No entanto, pesquisas anteriores falharam em melhorar significativamente a cognição quando aplicadas a pessoas com a doença, e é por isso que as últimas descobertas são “particularmente importantes”, disse o estudo.

Descobertas recentes sugeriram que a forma como o hormônio liberador de gonadotrofina (GnRH) é produzido no cérebro pode afetar o funcionamento cognitivo, como memória, linguagem e aprendizado.

Os hormônios GnRH regulam a quantidade de testosterona e estrogênio produzidos e o aumento dos níveis ajuda a estimular a puberdade.

“Nós nos perguntamos se esse hormônio poderia desempenhar algum papel no estabelecimento dos sintomas de pessoas com Síndrome de Down”, disse Vincent Prevot, coautor do estudo e chefe de pesquisa em neurociência do instituto francês INSERM.

Pesquisa com ratos

A equipe primeiro estabeleceu que cinco filamentos de microRNA que regulam a produção de GnRH eram disfuncionais em camundongos projetados especificamente para a pesquisa da Síndrome de Down.

Eles então demonstraram que as deficiências cognitivas – assim como a perda do olfato, um sintoma comum da Síndrome de Down – estavam ligadas à disfunção da secreção de GnRH nos camundongos.

A equipe então deu aos camundongos um medicamento GnRH usado para tratar a baixa testosterona e atraso na puberdade em humanos, descobrindo que restaurou algumas funções cognitivas e olfato.

Um estudo piloto foi realizado na Suíça envolvendo sete homens com síndrome de Down com idades entre 20 e 50 anos.

Cada um deles recebeu o tratamento através do braço a cada duas horas durante um período de seis meses, com a droga administrada em pulsos para imitar a frequência do hormônio em pessoas sem Síndrome de Down.

Testes de cognição e olfato foram realizados durante o tratamento, assim como exames de ressonância magnética.

Seis dos sete homens mostraram melhora na cognição sem efeitos colaterais significativos – no entanto, nenhum mostrou uma mudança no olfato.

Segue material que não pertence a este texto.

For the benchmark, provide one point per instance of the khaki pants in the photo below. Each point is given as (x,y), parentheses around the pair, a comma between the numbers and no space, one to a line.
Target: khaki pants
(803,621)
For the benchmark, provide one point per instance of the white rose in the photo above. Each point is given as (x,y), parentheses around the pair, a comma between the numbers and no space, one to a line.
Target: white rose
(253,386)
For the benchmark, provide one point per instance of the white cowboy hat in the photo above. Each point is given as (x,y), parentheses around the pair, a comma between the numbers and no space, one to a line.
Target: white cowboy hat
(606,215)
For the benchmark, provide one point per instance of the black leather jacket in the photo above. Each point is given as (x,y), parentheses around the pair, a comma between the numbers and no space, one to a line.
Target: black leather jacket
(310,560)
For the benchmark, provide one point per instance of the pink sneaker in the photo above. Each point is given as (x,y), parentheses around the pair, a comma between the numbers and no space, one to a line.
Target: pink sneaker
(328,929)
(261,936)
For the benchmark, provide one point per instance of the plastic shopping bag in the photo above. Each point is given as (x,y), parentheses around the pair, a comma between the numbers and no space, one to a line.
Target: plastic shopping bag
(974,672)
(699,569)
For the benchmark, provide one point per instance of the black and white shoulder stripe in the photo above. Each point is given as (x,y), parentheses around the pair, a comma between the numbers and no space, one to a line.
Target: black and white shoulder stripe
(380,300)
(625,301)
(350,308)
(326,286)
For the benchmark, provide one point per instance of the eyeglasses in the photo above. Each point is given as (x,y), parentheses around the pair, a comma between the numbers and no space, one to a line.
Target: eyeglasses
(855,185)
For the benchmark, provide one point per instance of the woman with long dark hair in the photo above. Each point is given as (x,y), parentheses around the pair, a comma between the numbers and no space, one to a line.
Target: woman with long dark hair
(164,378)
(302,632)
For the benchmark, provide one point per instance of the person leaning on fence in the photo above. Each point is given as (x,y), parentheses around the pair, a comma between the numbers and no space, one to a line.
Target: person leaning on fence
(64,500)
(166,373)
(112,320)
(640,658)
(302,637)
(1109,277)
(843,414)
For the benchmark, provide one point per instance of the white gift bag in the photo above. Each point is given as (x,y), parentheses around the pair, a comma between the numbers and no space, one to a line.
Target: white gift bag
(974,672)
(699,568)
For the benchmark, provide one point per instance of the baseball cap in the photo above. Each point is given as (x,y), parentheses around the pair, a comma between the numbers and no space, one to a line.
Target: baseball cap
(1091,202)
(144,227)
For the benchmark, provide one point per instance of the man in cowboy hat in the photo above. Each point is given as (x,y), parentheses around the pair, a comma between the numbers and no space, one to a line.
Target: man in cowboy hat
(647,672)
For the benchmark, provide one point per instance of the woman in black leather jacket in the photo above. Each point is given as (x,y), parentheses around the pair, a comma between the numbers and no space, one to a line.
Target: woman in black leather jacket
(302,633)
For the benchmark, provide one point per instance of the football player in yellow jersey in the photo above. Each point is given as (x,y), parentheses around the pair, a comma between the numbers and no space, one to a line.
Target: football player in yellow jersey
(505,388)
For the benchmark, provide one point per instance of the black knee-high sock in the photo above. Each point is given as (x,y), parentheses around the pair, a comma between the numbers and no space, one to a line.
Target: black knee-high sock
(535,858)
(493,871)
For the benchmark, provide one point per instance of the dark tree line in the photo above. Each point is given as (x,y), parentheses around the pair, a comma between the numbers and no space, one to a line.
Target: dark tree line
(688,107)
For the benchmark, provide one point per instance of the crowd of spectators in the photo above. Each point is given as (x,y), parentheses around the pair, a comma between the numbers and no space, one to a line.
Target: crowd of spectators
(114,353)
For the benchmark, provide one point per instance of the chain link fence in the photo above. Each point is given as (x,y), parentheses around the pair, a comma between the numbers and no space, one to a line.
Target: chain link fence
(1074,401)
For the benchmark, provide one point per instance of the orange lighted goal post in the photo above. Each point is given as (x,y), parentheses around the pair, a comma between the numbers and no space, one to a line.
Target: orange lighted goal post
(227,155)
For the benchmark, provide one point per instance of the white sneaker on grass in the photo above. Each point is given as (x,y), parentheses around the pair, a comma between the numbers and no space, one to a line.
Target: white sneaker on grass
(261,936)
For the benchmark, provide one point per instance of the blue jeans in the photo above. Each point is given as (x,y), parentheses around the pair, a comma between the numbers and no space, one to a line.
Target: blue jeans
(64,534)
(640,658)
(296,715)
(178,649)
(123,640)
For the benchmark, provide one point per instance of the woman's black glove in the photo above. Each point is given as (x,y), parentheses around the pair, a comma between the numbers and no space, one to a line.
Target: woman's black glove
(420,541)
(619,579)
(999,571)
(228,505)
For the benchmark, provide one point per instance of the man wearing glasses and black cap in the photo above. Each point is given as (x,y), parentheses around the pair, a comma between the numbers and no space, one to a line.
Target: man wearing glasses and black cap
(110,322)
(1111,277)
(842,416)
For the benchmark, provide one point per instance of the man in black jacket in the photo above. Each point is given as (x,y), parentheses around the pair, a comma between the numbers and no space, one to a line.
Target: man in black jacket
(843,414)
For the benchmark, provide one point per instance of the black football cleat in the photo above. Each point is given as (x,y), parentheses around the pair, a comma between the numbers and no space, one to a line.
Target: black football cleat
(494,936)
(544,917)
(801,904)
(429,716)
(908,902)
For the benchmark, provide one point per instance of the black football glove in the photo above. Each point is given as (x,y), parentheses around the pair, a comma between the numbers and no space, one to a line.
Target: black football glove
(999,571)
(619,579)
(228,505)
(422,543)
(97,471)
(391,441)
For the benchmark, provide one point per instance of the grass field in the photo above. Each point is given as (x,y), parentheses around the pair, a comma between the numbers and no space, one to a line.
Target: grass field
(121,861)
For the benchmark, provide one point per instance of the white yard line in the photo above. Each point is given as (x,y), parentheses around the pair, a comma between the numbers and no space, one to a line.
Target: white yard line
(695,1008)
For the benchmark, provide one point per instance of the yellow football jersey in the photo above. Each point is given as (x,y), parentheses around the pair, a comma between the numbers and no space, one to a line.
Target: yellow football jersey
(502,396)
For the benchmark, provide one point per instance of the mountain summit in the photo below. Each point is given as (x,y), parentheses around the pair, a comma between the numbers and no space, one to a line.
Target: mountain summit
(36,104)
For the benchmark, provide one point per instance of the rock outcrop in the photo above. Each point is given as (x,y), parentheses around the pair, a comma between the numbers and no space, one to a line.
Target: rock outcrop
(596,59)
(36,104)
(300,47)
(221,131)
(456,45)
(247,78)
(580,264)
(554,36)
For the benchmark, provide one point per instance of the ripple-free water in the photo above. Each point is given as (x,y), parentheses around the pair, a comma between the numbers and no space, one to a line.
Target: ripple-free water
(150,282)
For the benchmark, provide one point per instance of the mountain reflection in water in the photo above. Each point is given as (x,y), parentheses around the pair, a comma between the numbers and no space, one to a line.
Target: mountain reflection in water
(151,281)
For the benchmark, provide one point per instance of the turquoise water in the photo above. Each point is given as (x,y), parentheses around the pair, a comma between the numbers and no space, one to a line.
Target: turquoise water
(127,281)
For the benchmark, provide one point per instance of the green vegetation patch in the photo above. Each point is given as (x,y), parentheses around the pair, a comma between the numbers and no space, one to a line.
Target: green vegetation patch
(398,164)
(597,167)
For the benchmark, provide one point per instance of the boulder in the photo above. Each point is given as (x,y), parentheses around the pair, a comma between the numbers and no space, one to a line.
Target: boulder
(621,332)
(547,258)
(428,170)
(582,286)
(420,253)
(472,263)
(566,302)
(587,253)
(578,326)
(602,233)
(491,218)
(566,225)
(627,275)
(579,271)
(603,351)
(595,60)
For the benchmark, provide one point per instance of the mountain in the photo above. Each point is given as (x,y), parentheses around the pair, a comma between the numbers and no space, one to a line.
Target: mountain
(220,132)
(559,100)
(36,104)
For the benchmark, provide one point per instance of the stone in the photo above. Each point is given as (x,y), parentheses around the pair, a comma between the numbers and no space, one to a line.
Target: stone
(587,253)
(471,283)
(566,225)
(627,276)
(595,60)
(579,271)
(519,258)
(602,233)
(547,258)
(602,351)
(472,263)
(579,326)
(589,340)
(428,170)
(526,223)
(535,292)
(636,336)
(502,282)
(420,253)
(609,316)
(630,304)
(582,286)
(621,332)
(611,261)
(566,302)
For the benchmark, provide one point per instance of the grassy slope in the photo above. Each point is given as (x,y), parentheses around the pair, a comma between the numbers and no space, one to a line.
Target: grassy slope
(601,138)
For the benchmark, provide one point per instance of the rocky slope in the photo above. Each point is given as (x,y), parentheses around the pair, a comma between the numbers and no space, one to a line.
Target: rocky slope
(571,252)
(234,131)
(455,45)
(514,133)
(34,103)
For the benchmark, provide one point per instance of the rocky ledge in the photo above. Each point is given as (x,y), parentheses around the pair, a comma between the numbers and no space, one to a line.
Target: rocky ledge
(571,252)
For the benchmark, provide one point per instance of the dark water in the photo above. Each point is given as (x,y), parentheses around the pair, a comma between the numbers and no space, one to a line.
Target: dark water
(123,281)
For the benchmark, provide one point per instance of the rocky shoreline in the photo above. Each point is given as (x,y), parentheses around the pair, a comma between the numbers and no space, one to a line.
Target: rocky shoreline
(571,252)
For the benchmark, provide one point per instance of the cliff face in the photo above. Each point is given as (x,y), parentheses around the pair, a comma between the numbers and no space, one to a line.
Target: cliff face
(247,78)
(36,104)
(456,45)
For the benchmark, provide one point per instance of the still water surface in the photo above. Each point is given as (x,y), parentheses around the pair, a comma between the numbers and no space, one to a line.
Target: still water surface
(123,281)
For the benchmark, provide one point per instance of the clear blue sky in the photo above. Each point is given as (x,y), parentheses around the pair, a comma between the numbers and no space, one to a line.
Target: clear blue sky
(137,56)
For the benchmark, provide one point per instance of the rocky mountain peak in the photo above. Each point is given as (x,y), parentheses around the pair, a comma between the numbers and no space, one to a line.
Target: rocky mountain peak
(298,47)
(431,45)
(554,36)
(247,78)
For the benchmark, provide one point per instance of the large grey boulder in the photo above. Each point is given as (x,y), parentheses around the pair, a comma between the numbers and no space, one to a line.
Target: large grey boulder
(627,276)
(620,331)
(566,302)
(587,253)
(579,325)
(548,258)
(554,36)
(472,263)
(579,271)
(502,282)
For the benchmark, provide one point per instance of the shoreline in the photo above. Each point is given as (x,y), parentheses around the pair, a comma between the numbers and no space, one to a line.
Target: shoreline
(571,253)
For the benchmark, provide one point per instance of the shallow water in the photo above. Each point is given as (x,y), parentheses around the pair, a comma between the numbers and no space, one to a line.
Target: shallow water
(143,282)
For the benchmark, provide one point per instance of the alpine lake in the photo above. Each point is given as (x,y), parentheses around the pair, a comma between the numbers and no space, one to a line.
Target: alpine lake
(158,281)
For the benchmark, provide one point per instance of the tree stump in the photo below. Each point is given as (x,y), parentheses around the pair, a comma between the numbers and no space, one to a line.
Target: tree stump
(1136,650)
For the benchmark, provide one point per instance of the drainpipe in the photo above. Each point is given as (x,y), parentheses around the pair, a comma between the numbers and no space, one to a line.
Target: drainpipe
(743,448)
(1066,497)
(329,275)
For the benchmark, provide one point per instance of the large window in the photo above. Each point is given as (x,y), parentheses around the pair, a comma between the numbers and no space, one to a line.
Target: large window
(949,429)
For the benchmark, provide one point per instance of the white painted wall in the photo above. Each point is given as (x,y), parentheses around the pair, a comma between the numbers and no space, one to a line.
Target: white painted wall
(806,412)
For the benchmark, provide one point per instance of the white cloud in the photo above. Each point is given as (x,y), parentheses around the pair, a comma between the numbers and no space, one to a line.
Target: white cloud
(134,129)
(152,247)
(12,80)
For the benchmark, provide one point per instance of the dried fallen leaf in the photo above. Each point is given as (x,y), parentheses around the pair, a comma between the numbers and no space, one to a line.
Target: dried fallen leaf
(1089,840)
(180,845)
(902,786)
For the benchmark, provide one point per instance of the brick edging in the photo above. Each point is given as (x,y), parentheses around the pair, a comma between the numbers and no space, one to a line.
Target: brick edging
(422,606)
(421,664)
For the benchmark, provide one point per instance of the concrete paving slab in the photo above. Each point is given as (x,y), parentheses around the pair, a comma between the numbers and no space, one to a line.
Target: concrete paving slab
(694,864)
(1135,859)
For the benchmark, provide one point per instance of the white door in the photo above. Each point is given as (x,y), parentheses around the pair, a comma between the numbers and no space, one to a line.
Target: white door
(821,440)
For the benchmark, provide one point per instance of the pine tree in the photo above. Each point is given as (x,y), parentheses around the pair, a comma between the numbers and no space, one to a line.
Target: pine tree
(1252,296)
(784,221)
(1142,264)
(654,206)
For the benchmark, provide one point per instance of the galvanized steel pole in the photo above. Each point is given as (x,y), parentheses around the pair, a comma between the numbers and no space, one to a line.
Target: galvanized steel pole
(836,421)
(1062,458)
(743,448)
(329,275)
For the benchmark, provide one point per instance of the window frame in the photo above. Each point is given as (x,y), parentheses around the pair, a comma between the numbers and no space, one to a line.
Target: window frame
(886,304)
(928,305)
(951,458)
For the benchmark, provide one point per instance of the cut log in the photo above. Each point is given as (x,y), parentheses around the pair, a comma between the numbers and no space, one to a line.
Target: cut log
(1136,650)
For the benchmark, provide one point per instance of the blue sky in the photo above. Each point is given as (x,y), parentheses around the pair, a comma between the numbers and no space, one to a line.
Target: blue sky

“Vimos uma melhora entre 10-30 por cento nas funções cognitivas, em particular com função visuoespacial, representação tridimensional, compreensão de instruções, bem como atenção”, disse Pitteloud.

Os pacientes foram solicitados a desenhar uma cama 3D simples em vários estágios ao longo da terapia. Muitos lutaram no início, mas no final os esforços foram visivelmente melhores.

Melhorar a qualidade de vida

Os autores reconheceram algumas limitações do estudo, incluindo seu tamanho e que a escolha dos pacientes foi “empurrada pelos pais”.

“O ensaio clínico se concentrou apenas em sete pacientes do sexo masculino – ainda temos muito trabalho fazendo para provar a eficácia do tratamento com GnRH para a síndrome de Down”, disse Pitteloud.

Um estudo maior envolvendo um placebo e 50 a 60 pacientes, um terço deles mulheres, deve começar nos próximos meses.

“Não vamos curar os distúrbios cognitivos das pessoas com Síndrome de Down, mas a melhora observada em nossos resultados já parece fundamental o suficiente para esperar melhorar sua qualidade de vida”, disse Pitteloud.

Fabian Fernandez, especialista em cognição e síndrome de Down da Universidade do Arizona que não esteve envolvido na pesquisa, elogiou o “estudo de tour de force”.

Ele disse à AFP que, embora seja “difícil imaginar” como um tratamento tão intensivo possa ser usado para jovens, pode ser mais adequado para retardar a demência relacionada à doença de Alzheimer sofrida por muitos adultos com síndrome de Down.

Também era difícil prever como tal melhoria poderia impactar a vida das pessoas com a doença, disse ele.

“Para alguns, pode ser significativo, no entanto, pois permitiria que eles fossem mais independentes nas atividades da vida diária, como manter e desfrutar de hobbies, encontrar pertences, usar eletrodomésticos em casa e viajar sozinhos”.